TripleO/TripleOCloud

< TripleO
Revision as of 03:13, 7 October 2013 by Lifeless (talk | contribs) (access rules)

Draft

This is draft docs about an experiment we're considering! It describes an intent, not reality.

Overview

TripleO developers run a production-ready cloud as part of ensuring they are delivering something usable. We treat this as a production CD environment: Kanban for the folk working on it is at https://trello.com/b/0jIoMrdo/tripleo and https://trello.com/tripleo. We iterate and evolve in response to OpenStack as a whole, while improving the deployment mechanisms and code. Note: trello is just -a- kanban to story the operational status: an arbitrary choice to let us experiment with the setup, and subject to change if this works

tripleo-cd-admins team

Direct access to the hardware needs to be kept to a balanced team : too few and they become a bottleneck, too many and it becomes a security / reliability concern.
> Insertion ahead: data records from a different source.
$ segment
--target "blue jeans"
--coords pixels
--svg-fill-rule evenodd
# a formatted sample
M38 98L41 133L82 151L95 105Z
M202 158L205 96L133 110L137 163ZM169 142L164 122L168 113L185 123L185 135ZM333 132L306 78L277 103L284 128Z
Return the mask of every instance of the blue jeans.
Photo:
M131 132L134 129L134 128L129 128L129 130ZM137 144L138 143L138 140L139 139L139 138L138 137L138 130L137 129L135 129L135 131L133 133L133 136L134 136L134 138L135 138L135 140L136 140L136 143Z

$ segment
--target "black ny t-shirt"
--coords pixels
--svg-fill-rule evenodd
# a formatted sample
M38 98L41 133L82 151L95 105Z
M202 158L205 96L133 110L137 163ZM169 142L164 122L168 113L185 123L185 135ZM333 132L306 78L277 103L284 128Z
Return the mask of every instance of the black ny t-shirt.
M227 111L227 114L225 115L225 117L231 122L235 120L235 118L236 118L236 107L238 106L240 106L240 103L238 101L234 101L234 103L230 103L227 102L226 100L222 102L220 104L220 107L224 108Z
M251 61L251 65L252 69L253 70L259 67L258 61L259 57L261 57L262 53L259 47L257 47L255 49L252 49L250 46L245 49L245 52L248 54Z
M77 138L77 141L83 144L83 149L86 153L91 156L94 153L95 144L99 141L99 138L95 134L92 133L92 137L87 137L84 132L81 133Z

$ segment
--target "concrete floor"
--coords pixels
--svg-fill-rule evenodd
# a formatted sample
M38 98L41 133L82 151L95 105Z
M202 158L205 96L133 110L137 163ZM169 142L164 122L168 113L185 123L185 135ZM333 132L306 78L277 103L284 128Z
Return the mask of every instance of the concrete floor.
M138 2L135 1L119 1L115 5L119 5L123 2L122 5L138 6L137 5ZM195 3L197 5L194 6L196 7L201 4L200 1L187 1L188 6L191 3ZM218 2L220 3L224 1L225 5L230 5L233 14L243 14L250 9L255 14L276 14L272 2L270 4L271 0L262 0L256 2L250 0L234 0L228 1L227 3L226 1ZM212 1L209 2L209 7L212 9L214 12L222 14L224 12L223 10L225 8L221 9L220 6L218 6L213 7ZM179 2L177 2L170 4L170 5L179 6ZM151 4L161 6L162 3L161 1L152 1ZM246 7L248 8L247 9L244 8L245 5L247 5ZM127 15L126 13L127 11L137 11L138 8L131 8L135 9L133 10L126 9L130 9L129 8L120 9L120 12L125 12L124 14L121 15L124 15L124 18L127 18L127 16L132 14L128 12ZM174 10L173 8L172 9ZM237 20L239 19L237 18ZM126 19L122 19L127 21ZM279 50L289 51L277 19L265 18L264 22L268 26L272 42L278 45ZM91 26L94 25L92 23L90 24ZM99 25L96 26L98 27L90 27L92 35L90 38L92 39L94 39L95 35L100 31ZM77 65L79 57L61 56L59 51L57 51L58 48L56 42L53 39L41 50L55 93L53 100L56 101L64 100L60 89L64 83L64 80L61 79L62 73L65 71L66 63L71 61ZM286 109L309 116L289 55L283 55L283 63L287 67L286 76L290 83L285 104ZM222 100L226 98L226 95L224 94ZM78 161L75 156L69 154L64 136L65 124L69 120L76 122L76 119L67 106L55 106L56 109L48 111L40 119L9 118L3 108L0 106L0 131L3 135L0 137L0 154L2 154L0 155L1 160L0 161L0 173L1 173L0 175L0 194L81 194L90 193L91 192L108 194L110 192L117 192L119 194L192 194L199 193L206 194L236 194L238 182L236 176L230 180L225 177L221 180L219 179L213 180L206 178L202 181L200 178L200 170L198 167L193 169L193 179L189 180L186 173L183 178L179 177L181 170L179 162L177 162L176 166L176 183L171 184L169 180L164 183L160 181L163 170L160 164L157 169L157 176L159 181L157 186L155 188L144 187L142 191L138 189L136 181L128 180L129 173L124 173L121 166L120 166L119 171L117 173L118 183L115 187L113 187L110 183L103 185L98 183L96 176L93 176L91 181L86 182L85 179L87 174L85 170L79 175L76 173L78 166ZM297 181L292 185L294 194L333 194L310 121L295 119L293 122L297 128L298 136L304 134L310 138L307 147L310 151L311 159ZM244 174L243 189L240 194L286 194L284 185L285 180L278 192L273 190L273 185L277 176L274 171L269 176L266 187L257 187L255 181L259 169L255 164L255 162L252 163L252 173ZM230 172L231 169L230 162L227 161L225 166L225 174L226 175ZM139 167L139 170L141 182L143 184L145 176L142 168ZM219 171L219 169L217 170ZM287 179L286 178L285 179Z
Any TripleO ATC can apply to be a member, and existing members will vote, with the PTL having a veto (but not an override). The tripleo-cd-admins team will be the determining factor for all access that is equivalent to 'run arbitrary code outside of kvm/Xen'; having this set be decoupled and manually reviewed is part of the security policy on the machines : we can't trivially change it - the machines were provisioned with the expectation of non-HP staff administering them, but that set is expected to be known quantities.

The current list of members is maintained in the incubator tree [1]. Any TripleO ATC can request access by submitting a review adding themselves, but access won't take effect immediately as nova keypairs are not synced out automatically. Only existing tripleo-cd-admins should approve changes to the tripleo-cd-admins list

access rules

We expect http://ci.openstack.org/sysadmin.html#ssh-access (or some to be defined subset) to be followed - this is a production, operational environment.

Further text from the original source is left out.